Supersymmetric Large Extra Dimensions and the Cosmological Constant: An Update

TL;DR

The article surveys supersymmetric large extra dimensions (SLED) as a potential resolution to the cosmological constant problem, positing two large extra dimensions where gravity propagates and brane tensions cancel bulk curvature at the classical level. It argues that bulk supersymmetry can keep quantum corrections small, yielding a residual vacuum energy $\delta\rho \sim m_{sb}^4$ with $m_{sb} \sim v$, consistent with observations in principle, while highlighting critical obstacles such as Weinberg's no-go, potential hidden tunings, the evolving radius problem, and the need for explicit bulk quantum calculations and radius stabilization. The work further discusses cosmological and observational implications, including possible quintessence-like behavior and distinctive collider/gravitational signatures, while acknowledging that a definitive proof requires detailed calculations of bulk quantum effects and stabilization mechanisms. Overall, SLED offers a promising but contingent framework that connects low-energy physics with extra-dimensional gravity, warranting further theoretical and experimental exploration.

Abstract

This article critically reviews the proposal for addressing the cosmological constant problem within the framework of supersymmetric large extra dimensions (SLED), as recently proposed in hep-th/0304256. After a brief restatement of the cosmological constant problem, a short summary of the proposed mechanism is given. The emphasis is on the perspective of the low-energy effective theory in order to see how it addresses the problem of why low-energy particles like the electron do not contribute too large a vacuum energy. This is followed by a discussion of the main objections, which are grouped into the following five topics: (1) Weinberg's No-Go Theorem. (2) Are hidden tunings of the theory required, and a problem? (3) Why should the mechanism not rule out earlier epochs of inflation? (4) How big are quantum effects, and which are the most dangerous? (5) Can the mechanism be consistent with cosmological constraints?
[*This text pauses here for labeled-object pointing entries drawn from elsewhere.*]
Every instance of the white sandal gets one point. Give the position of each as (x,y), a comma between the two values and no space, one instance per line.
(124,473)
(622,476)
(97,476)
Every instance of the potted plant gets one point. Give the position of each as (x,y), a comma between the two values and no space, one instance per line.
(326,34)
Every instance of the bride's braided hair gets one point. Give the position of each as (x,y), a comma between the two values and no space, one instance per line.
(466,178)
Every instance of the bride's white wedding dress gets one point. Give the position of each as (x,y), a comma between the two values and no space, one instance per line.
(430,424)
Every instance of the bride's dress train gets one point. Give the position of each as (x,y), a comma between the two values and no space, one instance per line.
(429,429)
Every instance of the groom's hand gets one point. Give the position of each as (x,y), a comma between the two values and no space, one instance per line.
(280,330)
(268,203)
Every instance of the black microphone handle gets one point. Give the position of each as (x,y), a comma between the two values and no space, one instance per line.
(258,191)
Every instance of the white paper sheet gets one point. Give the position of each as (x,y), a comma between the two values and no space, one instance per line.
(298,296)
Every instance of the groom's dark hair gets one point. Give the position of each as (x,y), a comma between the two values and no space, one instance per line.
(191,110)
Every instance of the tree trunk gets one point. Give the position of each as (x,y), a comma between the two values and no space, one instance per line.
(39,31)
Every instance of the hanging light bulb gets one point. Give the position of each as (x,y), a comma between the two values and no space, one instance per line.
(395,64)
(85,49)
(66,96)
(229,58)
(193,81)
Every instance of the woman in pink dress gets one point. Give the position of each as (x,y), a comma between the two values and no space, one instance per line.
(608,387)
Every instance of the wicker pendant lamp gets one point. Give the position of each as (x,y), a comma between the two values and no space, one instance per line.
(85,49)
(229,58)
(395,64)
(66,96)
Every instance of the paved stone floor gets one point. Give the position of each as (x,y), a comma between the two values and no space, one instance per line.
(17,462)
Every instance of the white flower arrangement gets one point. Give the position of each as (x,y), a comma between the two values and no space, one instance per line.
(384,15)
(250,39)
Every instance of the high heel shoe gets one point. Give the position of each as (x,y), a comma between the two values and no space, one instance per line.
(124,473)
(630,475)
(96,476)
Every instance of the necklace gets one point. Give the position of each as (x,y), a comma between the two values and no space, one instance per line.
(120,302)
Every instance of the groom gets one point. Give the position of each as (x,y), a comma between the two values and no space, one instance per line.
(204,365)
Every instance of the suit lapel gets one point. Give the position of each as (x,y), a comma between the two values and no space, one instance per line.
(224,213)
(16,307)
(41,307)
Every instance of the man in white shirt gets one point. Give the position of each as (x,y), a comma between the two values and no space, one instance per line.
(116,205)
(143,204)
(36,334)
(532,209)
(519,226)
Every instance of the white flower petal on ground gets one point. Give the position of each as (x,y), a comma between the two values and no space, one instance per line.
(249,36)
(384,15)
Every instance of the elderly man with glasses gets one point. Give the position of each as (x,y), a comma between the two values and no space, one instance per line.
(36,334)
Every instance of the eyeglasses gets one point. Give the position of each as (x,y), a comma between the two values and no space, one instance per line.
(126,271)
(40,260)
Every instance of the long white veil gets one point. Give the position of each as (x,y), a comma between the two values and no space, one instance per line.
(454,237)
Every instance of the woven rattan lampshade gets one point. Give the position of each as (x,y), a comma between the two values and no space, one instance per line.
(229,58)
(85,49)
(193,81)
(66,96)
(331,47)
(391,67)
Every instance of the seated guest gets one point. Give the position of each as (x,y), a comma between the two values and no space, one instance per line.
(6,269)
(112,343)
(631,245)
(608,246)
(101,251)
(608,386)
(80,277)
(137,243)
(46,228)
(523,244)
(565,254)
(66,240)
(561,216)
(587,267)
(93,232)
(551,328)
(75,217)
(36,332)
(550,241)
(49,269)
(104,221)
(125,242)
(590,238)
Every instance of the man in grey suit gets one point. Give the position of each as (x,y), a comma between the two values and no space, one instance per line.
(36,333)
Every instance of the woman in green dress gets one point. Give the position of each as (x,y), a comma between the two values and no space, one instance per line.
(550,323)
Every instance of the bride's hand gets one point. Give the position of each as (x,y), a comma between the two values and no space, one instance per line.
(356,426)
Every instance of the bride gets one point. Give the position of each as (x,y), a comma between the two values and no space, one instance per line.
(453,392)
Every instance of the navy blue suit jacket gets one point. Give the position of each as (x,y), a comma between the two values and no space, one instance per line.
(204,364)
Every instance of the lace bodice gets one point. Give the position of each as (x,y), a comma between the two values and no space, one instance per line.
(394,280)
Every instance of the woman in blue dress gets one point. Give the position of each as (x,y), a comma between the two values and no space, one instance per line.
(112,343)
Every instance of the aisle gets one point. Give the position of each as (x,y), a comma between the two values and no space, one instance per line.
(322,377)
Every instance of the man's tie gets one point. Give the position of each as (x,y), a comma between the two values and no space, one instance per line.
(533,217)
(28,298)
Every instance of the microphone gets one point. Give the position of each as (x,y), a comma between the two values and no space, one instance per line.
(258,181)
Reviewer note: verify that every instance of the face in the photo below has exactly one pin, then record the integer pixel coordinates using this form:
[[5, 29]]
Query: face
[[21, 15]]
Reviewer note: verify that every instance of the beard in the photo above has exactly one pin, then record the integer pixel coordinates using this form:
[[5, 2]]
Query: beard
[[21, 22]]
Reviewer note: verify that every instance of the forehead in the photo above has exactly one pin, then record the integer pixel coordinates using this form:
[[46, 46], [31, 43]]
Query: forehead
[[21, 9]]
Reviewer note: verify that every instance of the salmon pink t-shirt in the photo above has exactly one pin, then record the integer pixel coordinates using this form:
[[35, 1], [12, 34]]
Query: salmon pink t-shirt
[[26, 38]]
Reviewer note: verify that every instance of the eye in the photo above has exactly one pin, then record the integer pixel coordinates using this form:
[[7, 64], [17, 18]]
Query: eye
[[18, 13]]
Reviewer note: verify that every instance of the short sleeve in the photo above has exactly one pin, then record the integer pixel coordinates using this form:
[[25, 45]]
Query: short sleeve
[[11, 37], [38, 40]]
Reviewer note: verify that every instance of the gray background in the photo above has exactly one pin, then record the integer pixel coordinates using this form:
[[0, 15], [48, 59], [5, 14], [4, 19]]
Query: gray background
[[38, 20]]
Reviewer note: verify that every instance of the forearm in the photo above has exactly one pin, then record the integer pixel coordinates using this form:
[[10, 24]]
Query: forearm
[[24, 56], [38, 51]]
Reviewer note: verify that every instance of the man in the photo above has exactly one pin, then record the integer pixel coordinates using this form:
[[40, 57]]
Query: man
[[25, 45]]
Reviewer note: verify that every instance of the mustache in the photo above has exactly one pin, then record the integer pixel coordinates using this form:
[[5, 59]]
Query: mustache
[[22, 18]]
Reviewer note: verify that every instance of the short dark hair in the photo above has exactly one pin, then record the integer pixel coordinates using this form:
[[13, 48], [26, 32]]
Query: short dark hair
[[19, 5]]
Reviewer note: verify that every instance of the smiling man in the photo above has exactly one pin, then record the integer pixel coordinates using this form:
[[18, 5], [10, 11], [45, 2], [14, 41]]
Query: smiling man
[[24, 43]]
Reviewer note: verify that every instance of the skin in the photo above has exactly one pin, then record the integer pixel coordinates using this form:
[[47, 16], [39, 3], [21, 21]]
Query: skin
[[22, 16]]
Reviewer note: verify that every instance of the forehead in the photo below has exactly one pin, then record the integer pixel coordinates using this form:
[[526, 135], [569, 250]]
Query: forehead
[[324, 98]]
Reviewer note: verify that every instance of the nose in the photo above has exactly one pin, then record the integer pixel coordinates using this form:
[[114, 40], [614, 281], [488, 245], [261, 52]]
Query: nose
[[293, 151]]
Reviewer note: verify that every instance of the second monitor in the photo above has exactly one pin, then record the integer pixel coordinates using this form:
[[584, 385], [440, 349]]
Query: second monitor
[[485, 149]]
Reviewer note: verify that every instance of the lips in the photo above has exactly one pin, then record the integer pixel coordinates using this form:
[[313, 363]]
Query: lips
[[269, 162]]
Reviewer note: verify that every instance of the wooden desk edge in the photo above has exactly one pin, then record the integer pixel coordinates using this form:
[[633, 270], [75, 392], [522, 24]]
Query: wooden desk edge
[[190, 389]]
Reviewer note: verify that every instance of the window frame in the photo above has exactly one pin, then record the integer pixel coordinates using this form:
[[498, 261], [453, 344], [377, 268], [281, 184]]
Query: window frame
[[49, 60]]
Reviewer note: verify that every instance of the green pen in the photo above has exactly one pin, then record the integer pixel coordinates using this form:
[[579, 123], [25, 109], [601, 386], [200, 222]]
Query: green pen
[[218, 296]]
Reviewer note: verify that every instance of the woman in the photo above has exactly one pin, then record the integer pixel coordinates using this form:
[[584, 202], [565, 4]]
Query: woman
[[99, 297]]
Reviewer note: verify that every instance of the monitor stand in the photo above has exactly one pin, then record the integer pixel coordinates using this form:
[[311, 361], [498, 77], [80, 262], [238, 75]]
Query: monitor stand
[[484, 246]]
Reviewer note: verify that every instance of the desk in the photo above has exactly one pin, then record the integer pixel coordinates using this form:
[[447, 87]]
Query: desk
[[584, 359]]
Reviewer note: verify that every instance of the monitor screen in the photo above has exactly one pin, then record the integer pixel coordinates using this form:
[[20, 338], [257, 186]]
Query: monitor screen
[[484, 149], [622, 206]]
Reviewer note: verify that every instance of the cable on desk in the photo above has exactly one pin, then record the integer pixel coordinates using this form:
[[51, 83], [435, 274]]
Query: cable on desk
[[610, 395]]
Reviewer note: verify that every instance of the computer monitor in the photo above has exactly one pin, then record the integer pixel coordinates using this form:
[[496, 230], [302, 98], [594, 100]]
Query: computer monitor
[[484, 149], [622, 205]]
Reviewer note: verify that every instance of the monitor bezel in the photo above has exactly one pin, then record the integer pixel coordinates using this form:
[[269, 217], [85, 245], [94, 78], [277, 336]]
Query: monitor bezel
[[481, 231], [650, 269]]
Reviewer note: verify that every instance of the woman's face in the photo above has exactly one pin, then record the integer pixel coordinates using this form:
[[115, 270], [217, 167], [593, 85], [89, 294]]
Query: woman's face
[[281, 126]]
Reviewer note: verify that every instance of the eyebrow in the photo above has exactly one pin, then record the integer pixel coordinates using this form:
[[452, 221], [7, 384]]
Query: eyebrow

It is argued that there are plausible reasons why the mechanism can thread the potential objections, but that a definitive proof that it does depends on addressing well-defined technical points. These points include identifying what fixes the size of the extra dimensions, checking how topological obstructions renormalize and performing specific calculations of quantum corrections. More detailed studies of these issues, which are well reach within our present understanding of extra-dimensional theories, are currently underway. As such, the jury remains out concerning the proposal, although the prospects for acquittal still seem good.